椅子に腰かけて弾倉への弾込めをしていた髭面のオイセコーノ軍曹が不満を漏らした。
「いまいち信頼できないな、あれじゃあ。話をあまり掘り下げようとしねえ」
その発言にコバルトブルーの髪をうしろにまとめた女性、リニカ上等兵が背嚢の中を確認しつつ答える。
「データ不足とはいえ、なんとなく捨て駒のような扱いですね。
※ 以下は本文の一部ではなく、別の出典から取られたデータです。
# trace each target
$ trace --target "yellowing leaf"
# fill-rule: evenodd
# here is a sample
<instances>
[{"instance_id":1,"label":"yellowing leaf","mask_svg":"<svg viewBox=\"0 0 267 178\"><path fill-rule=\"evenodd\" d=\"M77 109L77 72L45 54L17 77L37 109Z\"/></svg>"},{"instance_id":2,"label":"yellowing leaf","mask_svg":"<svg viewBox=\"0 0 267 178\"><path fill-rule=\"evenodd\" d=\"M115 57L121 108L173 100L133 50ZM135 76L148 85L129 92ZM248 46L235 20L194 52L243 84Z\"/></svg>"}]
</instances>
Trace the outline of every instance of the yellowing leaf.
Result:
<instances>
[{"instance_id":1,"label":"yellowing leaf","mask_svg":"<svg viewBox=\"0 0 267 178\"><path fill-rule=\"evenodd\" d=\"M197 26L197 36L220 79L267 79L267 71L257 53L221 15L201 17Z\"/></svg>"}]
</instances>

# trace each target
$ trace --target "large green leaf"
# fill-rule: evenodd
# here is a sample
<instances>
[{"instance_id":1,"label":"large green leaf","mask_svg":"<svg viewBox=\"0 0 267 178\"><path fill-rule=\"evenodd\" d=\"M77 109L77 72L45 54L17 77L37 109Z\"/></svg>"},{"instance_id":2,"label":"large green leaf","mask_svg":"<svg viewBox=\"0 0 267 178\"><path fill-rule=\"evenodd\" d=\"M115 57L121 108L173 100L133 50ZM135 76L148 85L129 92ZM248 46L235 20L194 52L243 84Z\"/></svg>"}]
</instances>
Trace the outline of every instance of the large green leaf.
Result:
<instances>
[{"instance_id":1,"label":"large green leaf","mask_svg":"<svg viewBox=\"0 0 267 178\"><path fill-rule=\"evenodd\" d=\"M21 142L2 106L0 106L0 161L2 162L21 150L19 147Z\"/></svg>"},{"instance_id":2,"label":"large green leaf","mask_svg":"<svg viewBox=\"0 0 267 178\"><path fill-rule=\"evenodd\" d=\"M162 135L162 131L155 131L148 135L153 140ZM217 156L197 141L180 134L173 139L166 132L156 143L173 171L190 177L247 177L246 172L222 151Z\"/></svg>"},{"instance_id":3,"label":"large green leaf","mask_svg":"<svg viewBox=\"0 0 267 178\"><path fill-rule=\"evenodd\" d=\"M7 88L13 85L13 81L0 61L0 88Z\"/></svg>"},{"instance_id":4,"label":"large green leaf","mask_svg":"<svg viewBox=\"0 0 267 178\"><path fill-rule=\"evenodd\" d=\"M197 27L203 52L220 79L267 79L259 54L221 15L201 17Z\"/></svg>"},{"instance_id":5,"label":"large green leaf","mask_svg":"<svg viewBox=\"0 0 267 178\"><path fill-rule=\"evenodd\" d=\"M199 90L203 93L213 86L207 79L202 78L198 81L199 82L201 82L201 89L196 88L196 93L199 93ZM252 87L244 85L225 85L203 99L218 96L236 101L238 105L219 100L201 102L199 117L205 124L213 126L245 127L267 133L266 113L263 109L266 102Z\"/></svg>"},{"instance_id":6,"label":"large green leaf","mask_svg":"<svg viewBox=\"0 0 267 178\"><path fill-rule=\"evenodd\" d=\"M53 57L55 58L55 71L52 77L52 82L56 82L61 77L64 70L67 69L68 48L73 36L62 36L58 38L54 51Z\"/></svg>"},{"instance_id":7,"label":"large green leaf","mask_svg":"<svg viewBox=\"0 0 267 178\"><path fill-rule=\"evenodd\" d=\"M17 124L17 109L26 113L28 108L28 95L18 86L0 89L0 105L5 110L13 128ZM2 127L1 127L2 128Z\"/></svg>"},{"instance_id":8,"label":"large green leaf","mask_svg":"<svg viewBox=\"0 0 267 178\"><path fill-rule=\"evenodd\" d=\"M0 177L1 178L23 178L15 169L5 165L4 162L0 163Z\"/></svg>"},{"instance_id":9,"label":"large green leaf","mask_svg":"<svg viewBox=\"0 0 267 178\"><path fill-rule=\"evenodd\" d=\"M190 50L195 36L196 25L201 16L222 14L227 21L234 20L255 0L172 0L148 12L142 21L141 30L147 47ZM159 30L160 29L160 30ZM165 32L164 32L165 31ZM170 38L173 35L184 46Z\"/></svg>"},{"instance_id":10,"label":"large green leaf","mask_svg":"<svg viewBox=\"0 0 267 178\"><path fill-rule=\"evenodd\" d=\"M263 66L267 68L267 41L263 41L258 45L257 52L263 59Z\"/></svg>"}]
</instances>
威力偵察のために呼ばれた感じがぬぐえません」
「さっきタブレットで見たが、今回編成された調査員だって主任級のやつがほとんどじゃないか」
「わたしたちの国よりも軍事や科学の発展した国はありますからね。あとあとそういった国の優秀チームが最終的な調査にあたるんでしょう」
そんな言葉を耳にして、自動小銃にマスターキーを装着していた髪の毛がプリン頭の青年、ユズヒト二等兵が不安げに天井をあおぐ。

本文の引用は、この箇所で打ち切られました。